Hannah: “I have a very clear aesthetic sensibility, which is very much inspired by the way that we put clothes together at Maze. It comes through in the house in the way that we’ve chosen to juxtapose diverse elements in a simple way, allowing each element to speak for itself. In the kitchen, we left the beautiful Bath stone wall exposed, contrasting it with the smooth concrete on the floor and worktop and the strong graphic lines of the Crittall doors. As much as I love the more contemporary additions, they only work for me when combined with older elements.

“My style is simple and pared back and I knew right from the start what I wanted the house to look like. We brought a lot of furniture with us from London Fields, including a beautiful 18th-century bureau from Josephine Ryan Antiques, which I will take with me wherever I go. We also bought some new pieces and nabbed a few others from my parents, who have a lovely house. I’ve realised that big pieces of furniture really work in relatively small rooms and actually make the rooms feel more spacious.

“The bones of the house are all very neutral, so we mainly chose soft paint colours from Paint and Paper Library’s ‘Stone’ range. They subtly vary between each room, so you get this ever-so-slight change as you move through the house depending on where the light is.”

Michael: “Hannah’s done a brilliant job in getting some colour into our two girls’ rooms. There’s lots of colourful bunting, pretty pictures and papier-mâché animal heads on the walls, which make the rooms quite playful.”

Hannah: “Our bedroom, which is at the front of the house and looks out across the streets, is the most patterned room, with a green foliage wallpaper by Farrow & Ball on the walls. It felt like quite a grand room and this somehow elevates it and brings the outdoors in. The room feels very harmonious and calm.

“My favourite spot in the house is on the sofa in the living room at the front of the house. If you sit at one end of it, you get the most perfect view through the little library/playroom, into the kitchen and down to the garden, with its brick wall that glows pink at the end of the day.”

Michael: “The garden is still a work in progress and we’re hoping to put some raised beds in at the bottom, which we can plant up with herbs and vegetables. We want to get the girls planting and growing, as they’re always quite enthusiastic about digging.

“I’m already looking forward to our next project, but I know for Hannah this has been a real labour of love. Our next project will hopefully be something bigger and it might be outside of Bath. That said, we really love this part of Bath, as it has a village feel with a butcher, baker, greengrocer and pharmacy. It’s very tranquil and we can easily get onto the path that runs along the canal – one way takes you to the centre and the other takes you to fields and forests. I’m not sure we’ll ever find anything as fantastic as this.”

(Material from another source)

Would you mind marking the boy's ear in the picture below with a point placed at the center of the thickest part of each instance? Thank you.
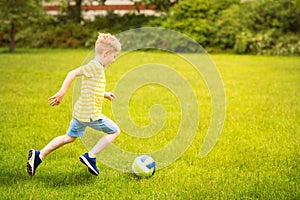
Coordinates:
(106, 53)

Hannah and Michael, how do you define modern living?

Hannah: “For us, it’s about breathing new life into an existing structure to create a space that is beautiful and functional. It’s all about working sympathetically with the old.”

Is there a home for sale on our website that has caught your eye?

Hannah: “St Margaret’s Steps in Bradford-on-Avon is pretty perfect. The way they’ve treated the building is really sympathetic. You can see the space for what it is and I absolutely love that.”

Michael: “It’s not for sale, but we both loved Gina Portman’s newbuild barn in East Sussex. It’s so sculptural and breathtaking in its sense of space.”